2. Salary isn’t the only benefit of a job

“Even if it were a cut in pay, she would learn how to communicate in short-cuts that are used in successful advertising. She also would spend time learning public relations, an important skill. She would learn how to get millions in free publicity.”

3. Learn a little about a lot

“You want to know a little about a lot” was his suggestion. That is why for years I worked in different areas of his companies. For a while, I worked in his accounting department. Although I would probably never have been an accountant, he wanted me to learn via osmosis. Rich dad knew I would pick up jargon and a sense of what is important and what is not.”

“So these bright young employees do not specialize in one department. They are moved from department to department to learn all the aspects of business systems.”

4. Understand what means the most to you

“Job security meant everything to my educated dad. Learning meant everything to my rich dad.”

“Educated dad thought I went to school to learn to be a ship’s officer. Rich dad knew that I went to school to study international trade.”

“I recommend to young people to seek work for what they will learn, more than what they will earn. Look down the road at what skills they want to acquire before choosing a specific profession and before getting trapped in the Rat Race.”

5. 20 years later but still relevant

“Job is an acronym for “Just Over Broke.”

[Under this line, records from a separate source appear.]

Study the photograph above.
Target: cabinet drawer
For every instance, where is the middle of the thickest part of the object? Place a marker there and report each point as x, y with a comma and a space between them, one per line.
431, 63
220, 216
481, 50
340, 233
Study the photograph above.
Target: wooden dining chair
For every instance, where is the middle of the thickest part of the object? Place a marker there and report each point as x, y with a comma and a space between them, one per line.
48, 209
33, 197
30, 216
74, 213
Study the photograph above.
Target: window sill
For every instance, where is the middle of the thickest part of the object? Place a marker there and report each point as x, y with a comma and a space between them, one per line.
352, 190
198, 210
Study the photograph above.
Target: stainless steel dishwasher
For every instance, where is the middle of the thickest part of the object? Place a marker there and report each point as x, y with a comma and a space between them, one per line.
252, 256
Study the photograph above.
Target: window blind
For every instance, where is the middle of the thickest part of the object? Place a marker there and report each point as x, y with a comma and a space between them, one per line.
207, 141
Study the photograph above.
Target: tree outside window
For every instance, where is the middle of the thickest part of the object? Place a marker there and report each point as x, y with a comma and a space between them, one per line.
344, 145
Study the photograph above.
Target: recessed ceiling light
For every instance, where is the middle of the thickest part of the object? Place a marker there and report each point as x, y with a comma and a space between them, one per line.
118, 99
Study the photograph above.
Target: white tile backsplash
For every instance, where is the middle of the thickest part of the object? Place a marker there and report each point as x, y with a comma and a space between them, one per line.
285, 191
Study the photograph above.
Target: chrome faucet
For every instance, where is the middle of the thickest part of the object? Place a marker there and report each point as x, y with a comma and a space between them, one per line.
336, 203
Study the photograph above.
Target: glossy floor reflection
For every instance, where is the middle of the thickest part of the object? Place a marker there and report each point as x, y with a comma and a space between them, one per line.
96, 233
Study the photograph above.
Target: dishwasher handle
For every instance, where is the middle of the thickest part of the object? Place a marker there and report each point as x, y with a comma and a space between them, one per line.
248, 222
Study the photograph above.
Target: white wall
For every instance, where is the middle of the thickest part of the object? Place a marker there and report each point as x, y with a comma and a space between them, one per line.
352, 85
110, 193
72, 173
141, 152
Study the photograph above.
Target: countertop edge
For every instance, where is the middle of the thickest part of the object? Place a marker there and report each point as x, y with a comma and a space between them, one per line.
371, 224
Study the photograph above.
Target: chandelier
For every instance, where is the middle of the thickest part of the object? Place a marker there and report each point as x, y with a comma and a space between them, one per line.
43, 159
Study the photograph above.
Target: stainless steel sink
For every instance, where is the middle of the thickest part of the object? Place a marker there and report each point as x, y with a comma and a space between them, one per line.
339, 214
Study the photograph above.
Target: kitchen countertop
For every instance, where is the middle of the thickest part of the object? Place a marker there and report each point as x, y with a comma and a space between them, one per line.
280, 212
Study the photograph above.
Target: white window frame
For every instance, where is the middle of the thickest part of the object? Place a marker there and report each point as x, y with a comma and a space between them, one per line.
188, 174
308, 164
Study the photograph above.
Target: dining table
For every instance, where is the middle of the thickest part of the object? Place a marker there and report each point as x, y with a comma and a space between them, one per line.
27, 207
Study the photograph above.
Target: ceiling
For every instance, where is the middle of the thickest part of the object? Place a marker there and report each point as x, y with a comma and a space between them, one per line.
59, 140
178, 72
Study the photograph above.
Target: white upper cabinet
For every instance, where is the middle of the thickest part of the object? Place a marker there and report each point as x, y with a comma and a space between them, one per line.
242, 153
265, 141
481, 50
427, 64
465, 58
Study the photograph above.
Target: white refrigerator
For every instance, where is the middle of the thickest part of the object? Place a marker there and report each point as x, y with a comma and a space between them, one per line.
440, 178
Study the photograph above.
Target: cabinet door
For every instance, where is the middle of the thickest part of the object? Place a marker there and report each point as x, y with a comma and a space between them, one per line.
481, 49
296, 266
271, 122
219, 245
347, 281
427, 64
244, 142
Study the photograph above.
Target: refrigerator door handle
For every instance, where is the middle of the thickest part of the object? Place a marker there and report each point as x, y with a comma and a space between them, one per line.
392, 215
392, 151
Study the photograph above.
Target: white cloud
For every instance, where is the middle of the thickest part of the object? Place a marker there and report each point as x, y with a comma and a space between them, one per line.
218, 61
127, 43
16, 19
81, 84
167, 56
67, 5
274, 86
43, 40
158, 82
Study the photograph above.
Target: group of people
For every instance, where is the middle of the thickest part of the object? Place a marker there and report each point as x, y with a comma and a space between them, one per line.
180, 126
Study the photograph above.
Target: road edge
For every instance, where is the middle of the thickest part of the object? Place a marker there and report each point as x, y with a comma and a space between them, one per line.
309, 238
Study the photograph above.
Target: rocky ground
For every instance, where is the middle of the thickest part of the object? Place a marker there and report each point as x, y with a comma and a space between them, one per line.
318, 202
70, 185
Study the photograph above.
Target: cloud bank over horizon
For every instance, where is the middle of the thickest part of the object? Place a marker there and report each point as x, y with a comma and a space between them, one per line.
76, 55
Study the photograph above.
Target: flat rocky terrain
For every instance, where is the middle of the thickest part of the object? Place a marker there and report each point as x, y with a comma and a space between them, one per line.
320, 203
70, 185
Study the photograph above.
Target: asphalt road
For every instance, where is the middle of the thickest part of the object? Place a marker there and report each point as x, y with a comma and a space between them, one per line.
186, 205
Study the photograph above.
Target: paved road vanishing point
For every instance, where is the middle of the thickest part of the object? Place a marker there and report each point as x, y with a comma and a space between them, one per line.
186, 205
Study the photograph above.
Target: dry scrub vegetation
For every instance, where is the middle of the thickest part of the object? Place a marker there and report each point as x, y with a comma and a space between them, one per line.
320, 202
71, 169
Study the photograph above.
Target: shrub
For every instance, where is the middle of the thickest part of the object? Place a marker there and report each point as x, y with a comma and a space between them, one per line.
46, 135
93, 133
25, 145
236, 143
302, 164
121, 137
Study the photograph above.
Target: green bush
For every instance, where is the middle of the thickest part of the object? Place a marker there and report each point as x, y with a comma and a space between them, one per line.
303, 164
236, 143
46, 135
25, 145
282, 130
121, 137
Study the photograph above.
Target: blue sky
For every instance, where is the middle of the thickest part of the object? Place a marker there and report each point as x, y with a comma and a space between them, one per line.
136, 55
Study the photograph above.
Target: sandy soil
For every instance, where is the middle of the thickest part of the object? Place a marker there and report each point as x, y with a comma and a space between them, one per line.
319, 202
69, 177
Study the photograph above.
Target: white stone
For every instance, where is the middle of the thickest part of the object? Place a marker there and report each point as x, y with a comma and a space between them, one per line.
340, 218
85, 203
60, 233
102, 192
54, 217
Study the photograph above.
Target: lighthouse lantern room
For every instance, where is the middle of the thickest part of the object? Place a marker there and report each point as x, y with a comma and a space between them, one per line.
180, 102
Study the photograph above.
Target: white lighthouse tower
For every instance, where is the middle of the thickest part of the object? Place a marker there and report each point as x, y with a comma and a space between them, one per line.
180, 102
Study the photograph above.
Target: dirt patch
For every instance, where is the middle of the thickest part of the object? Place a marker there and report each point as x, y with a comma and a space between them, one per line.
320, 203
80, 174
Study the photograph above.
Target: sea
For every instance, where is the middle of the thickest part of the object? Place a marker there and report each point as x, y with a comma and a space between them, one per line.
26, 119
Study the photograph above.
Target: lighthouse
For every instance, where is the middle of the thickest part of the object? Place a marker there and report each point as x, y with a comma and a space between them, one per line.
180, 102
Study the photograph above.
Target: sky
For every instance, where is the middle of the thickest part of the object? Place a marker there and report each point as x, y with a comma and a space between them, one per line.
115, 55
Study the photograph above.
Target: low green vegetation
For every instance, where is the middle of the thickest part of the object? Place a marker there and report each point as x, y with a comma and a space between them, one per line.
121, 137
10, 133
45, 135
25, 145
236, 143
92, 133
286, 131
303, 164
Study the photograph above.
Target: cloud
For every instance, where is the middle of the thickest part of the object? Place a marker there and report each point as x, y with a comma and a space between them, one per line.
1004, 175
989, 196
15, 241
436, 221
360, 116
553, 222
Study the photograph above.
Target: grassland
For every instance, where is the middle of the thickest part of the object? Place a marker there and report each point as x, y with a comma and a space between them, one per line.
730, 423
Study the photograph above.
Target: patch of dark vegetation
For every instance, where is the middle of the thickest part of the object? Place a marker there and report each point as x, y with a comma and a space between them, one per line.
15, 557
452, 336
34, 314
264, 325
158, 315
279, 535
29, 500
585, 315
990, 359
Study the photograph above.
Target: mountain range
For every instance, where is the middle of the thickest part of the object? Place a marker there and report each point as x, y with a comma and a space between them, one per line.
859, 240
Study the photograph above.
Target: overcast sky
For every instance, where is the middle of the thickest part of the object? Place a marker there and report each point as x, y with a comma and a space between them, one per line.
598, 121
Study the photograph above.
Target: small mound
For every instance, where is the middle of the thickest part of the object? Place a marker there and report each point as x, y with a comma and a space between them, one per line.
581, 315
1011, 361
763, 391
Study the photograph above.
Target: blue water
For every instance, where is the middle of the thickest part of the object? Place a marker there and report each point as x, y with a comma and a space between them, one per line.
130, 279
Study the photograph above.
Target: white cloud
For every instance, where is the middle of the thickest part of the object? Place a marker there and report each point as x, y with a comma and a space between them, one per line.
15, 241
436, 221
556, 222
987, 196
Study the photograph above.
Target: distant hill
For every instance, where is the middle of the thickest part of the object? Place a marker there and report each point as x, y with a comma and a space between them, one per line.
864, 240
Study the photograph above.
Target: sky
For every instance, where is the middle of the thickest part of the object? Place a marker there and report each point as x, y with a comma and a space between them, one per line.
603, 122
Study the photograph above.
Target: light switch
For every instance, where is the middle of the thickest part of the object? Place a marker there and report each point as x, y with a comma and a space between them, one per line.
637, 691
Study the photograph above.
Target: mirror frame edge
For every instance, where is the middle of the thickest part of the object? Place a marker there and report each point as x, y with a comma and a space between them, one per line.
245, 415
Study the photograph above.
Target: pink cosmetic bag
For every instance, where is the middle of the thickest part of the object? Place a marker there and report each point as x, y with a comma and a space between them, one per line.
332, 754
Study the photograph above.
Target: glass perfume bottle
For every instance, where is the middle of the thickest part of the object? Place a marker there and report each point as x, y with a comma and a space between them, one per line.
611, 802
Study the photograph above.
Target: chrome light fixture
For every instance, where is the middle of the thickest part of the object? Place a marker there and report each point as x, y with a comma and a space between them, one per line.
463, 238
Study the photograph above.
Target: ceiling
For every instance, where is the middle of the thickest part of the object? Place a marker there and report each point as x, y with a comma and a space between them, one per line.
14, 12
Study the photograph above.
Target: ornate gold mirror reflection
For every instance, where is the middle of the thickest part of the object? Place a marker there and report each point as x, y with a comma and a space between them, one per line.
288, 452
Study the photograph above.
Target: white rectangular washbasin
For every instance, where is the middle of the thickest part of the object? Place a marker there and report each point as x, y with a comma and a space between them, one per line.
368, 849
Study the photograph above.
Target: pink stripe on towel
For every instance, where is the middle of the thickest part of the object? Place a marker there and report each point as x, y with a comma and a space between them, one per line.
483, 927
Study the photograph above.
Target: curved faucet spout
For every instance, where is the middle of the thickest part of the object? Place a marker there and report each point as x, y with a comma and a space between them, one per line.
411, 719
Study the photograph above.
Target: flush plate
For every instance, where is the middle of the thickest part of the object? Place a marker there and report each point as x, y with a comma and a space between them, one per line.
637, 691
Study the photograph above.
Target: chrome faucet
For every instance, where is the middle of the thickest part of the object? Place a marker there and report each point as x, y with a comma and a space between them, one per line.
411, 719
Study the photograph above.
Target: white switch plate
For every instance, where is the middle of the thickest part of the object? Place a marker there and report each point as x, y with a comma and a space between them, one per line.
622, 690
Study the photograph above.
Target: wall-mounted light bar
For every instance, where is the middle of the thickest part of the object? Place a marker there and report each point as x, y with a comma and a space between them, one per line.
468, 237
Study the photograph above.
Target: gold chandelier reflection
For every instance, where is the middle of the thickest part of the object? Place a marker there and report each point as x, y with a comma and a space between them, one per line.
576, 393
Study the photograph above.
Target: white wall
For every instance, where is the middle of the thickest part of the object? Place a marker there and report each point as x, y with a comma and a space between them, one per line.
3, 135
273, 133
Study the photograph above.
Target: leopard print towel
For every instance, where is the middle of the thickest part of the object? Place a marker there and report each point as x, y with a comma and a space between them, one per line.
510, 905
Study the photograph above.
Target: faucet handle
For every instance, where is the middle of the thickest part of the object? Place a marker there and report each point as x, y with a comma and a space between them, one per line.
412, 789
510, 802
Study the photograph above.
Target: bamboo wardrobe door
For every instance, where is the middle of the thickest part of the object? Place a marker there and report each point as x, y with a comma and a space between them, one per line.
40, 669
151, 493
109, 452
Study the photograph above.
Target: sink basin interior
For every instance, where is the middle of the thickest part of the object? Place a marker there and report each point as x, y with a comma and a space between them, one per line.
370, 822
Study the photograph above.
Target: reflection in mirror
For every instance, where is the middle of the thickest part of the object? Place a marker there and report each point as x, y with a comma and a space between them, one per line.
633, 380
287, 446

“Workers work hard enough to not be fired, and owners pay just enough so that workers won’t quit.”

“Most workers focus on working for pay and benefits that reward them in the short term, but are often disastrous in the long run.”

6. Ask yourself questions

“Where is this daily activity taking you?” Just like the little hamster, I wonder if people look at where their hard work is taking them. What does the future hold?

7. There are universal transferable skills

“The most important specialized skills are sales and marketing. The ability to sell—to communicate to another human being, be it a customer, employee, boss, spouse, or child—is the base skill of personal success.”

“The better you are at communicating, negotiating, and handling your fear of rejection, the easier life is.”

8. You have to give to receive

“He knew that to receive money, you had to give money. Giving money is the secret to most great wealthy families.”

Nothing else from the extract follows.